Een gouden periode voor zakenadvocaten,” zo beschrijft advocaat Koen Geens van Eubelius de vloed van corporate & finance-transacties. “Het herinnert me aan 1997-1998, toen half Vlaanderen naar de beurs trok. De voorbije zomer was hels: de overname van Electrabel door Suez, de privatisering van De Post, de beursgang van Telenet en Elia. En de trend zet zich verder. Na operaties à la Unilin beseffen bedrijfsleiders dat ze geld kunnen verdienen voor de familie zonder het roer van hun bedrijf te verlaten. We hebben verschillende ijzers in het vuur met nieuwe private equity-deals.”
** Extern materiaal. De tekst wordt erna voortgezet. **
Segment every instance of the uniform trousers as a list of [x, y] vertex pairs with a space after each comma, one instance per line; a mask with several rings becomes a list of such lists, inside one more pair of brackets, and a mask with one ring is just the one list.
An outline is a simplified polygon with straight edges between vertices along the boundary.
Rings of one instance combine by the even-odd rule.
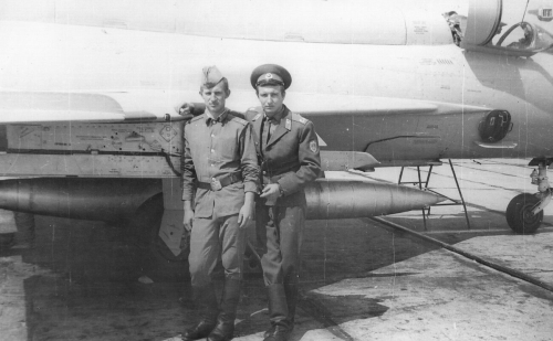
[[255, 233], [265, 286], [296, 285], [305, 206], [255, 205]]
[[195, 217], [190, 234], [190, 277], [192, 286], [211, 283], [219, 257], [227, 278], [242, 278], [246, 228], [239, 228], [238, 214]]

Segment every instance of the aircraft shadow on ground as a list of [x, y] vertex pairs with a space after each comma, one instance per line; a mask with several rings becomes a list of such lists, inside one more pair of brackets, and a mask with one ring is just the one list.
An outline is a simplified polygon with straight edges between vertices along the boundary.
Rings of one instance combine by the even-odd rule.
[[[437, 248], [369, 221], [309, 221], [302, 247], [302, 299], [291, 340], [300, 340], [311, 329], [332, 331], [340, 323], [378, 317], [388, 309], [377, 299], [332, 297], [313, 289], [371, 277], [375, 269]], [[20, 253], [23, 263], [38, 269], [24, 279], [28, 340], [165, 340], [181, 333], [197, 319], [189, 285], [138, 283], [142, 252], [103, 223], [36, 216], [35, 248], [10, 252]], [[237, 334], [264, 331], [269, 327], [265, 307], [261, 274], [248, 274]]]

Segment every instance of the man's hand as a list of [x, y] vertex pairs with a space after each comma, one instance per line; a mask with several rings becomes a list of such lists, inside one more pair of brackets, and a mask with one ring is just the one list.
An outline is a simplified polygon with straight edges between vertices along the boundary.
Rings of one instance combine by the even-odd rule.
[[243, 228], [248, 223], [253, 219], [253, 198], [254, 198], [253, 192], [247, 192], [246, 193], [246, 200], [243, 203], [242, 209], [240, 209], [240, 212], [238, 213], [238, 227]]
[[185, 230], [190, 232], [192, 230], [192, 221], [194, 221], [194, 211], [192, 205], [189, 201], [185, 201], [185, 219], [182, 224], [185, 225]]
[[186, 119], [192, 118], [194, 117], [192, 113], [194, 113], [194, 104], [191, 103], [185, 103], [178, 109], [178, 115], [185, 117]]
[[280, 185], [278, 183], [265, 184], [259, 196], [267, 199], [268, 203], [276, 202], [280, 196]]

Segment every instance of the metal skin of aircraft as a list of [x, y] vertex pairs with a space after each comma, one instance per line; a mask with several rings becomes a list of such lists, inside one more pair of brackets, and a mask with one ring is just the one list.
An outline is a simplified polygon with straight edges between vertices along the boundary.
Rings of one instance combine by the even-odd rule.
[[[539, 52], [553, 39], [528, 23], [536, 34], [524, 49], [490, 43], [500, 0], [470, 2], [462, 49], [441, 13], [361, 1], [283, 1], [278, 10], [288, 17], [267, 20], [251, 15], [261, 2], [243, 0], [122, 7], [109, 15], [84, 1], [21, 3], [0, 7], [0, 44], [10, 52], [0, 55], [0, 172], [40, 178], [1, 181], [2, 209], [127, 220], [155, 225], [154, 236], [161, 226], [169, 251], [150, 238], [154, 253], [186, 259], [177, 110], [200, 99], [199, 71], [210, 64], [230, 81], [228, 106], [246, 110], [258, 103], [250, 72], [276, 63], [293, 75], [286, 105], [316, 126], [325, 170], [534, 158], [540, 193], [513, 199], [507, 215], [517, 232], [541, 223], [551, 198], [553, 55]], [[194, 15], [180, 14], [187, 8]], [[305, 13], [321, 20], [302, 26]], [[306, 193], [311, 219], [389, 214], [439, 200], [324, 179]]]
Koen Geens behoort met Jan Meyers (Cleary Gottlieb Steen & Hamilton) en Jean-Pierre Blumberg (Linklaters De Bandt) tot de grootste dealmakers van ons bedrijfsleven. Het trio werkte aan de beursgang van Belgacom, dat naar schatting 3 miljoen euro moest neertellen voor zijn advocaten. Bij de recente privatisering van De Post zaten ze ook rond de tafel. We ramen hun gezamenlijke factuur op 2,5 miljoen euro. De onderhandelingen in verband met de overname van Electrabel door Suez zijn een stuk goedkoper. Het brengt hen samen waarschijnlijk driekwart miljoen euro op.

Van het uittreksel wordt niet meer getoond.